Film berdurasi 1 jam 35 menit ini secara sederhana hanya berkisah tentang sekelompok anak muda yang menasbihkan kelompok mereka sebagai suatu perkumpulan sahabat, masing-masing tokoh dalam film ini, kecuali Bee, yang bukan bagian dali kelompok ini sebelumnya, adalah keturunan borjuis yang memiliki akses lebih untuk mendapatkan ketenaran, pengikut, uang, dan hal-hal lain yang menguntungkan bagi mereka.

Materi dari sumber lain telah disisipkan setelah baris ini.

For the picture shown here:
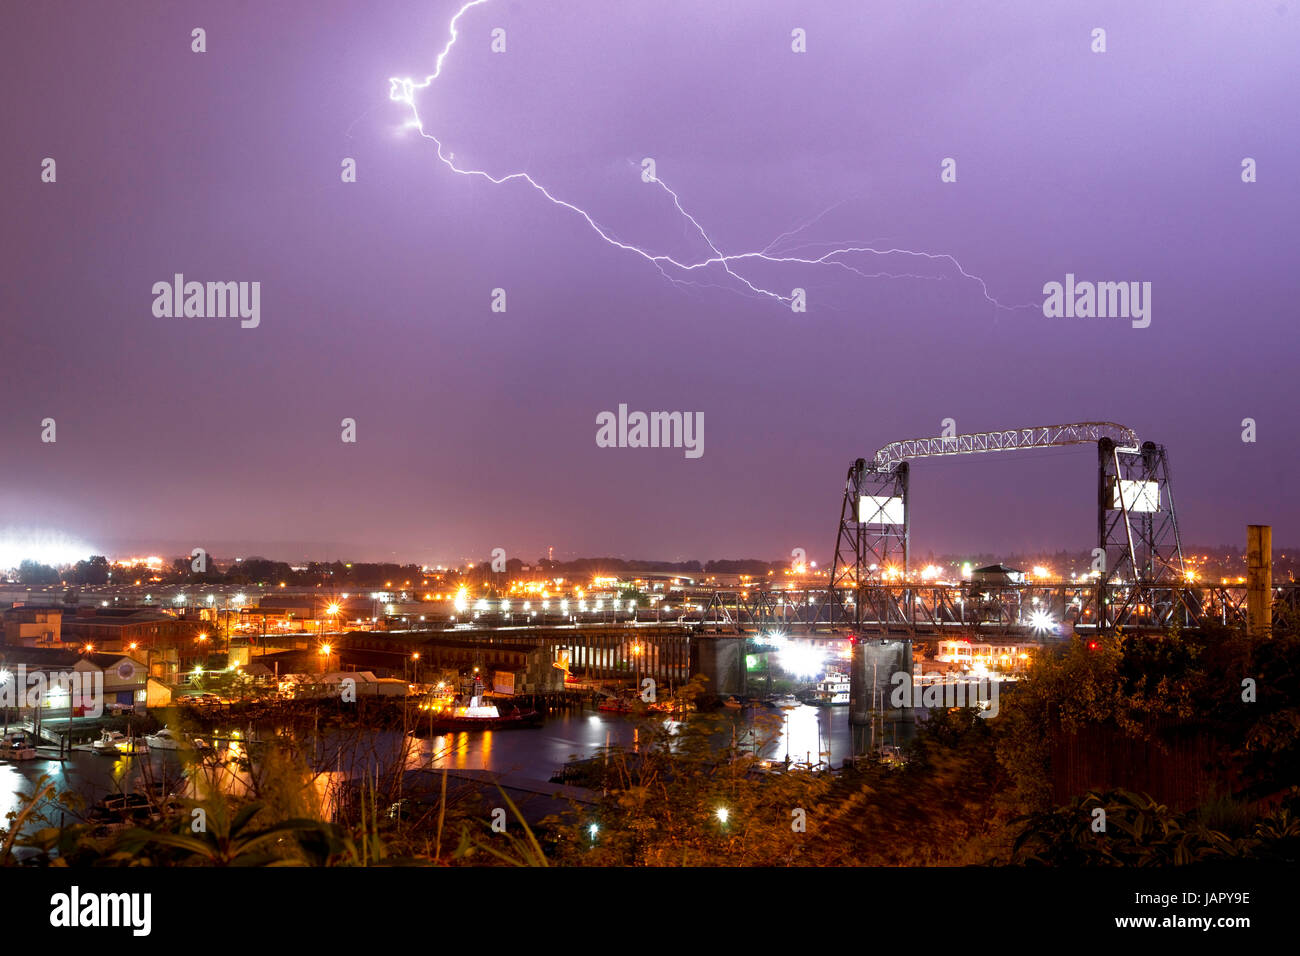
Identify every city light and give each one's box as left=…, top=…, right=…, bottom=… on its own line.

Satu waktu, mereka mengadakan pesta anak muda di sebuah rumah mewah yang berada jauh dari pusat kota dan memiliki akses terbatas. Rumahnya pun adalah rumah dari orang tua salah satu tokoh yang ada di film ini. Sialnya, sebuah badai memaksa mereka untuk bermalam di rumah tersebut. Dengan akses internet yang sementara terganggu, tak ada pilihan lain ketika mereka akhirnya memulai sebuah permainan semacam “werewolf” yang lama kelamaan, permainan itu menguak tabiat tiap karakternya. Suasana permainan berubah menjadi tegang ketika sisi kelam masing-masing karakter mulai tersentuh. Mereka cenderung rapuh, obsesif, dan liar. Singkatnya, hubungan persahabatan mereka nampak dangkal dan gelap. lalu apa yang menjadi sumbu konflik di dalam film ini? Ya, saat seorang tokoh pecandu bernama “David” harus meregang nyawa ketika sebuah kapak hampir menebas sempurna lehernya sehabis permainan itu dibubarkan.

Lantas, apakah film hanya berjalan dalam formula Who do it? Tunggu, film ini tidak semembosankan itu. Ulasan ini akan saya mulai dari statemen sang sutradara, kurang lebih begini, “Bodies Bodies Bodies menjadi ujian bagaimana Gen-Z menggunakan TikTok dan platform media sosial lainnya untuk mendefinisikan diri mereka.” Menarik untuk mencermati ucapan dari sang sutradara yang sedari awal saja, ia tidak menekankan formula genre apa yang dibawa film ini, tapi ia seolah-olah menyindir secara tegas konklusi apa yang penonton dapatkan ketika selesai menonton film ini. Respon seperti yang saya tuliskan inilah mungkin yang diharapkan oleh Halina Reijn.

Selesai bagi saya ketika saya sadar, bahwa film ini bukanlah drama berdarah-darah “who is dead-who do it” yang menyuguhkan kejeniusan si pembunuh dalam menghabisi mangsanya satu per satu seperti di film-film lain. Bukan bermaksud tidak mengindahkan film-film yang mengusung genre misteri, thriller, dan film-film mind blowing lainnya yang sukses secara besar. Formula alternatif yang dibawa Bodies Bodies Bodies inilah yang saya suka dan kagum, sebab jika sedikit saja Halina “terpeleset” dalam proses penggarapannya, maka film ini akan masuk dalam daftar film yang tidak direkomendasikan untuk ditonton oleh beberapa reviewer.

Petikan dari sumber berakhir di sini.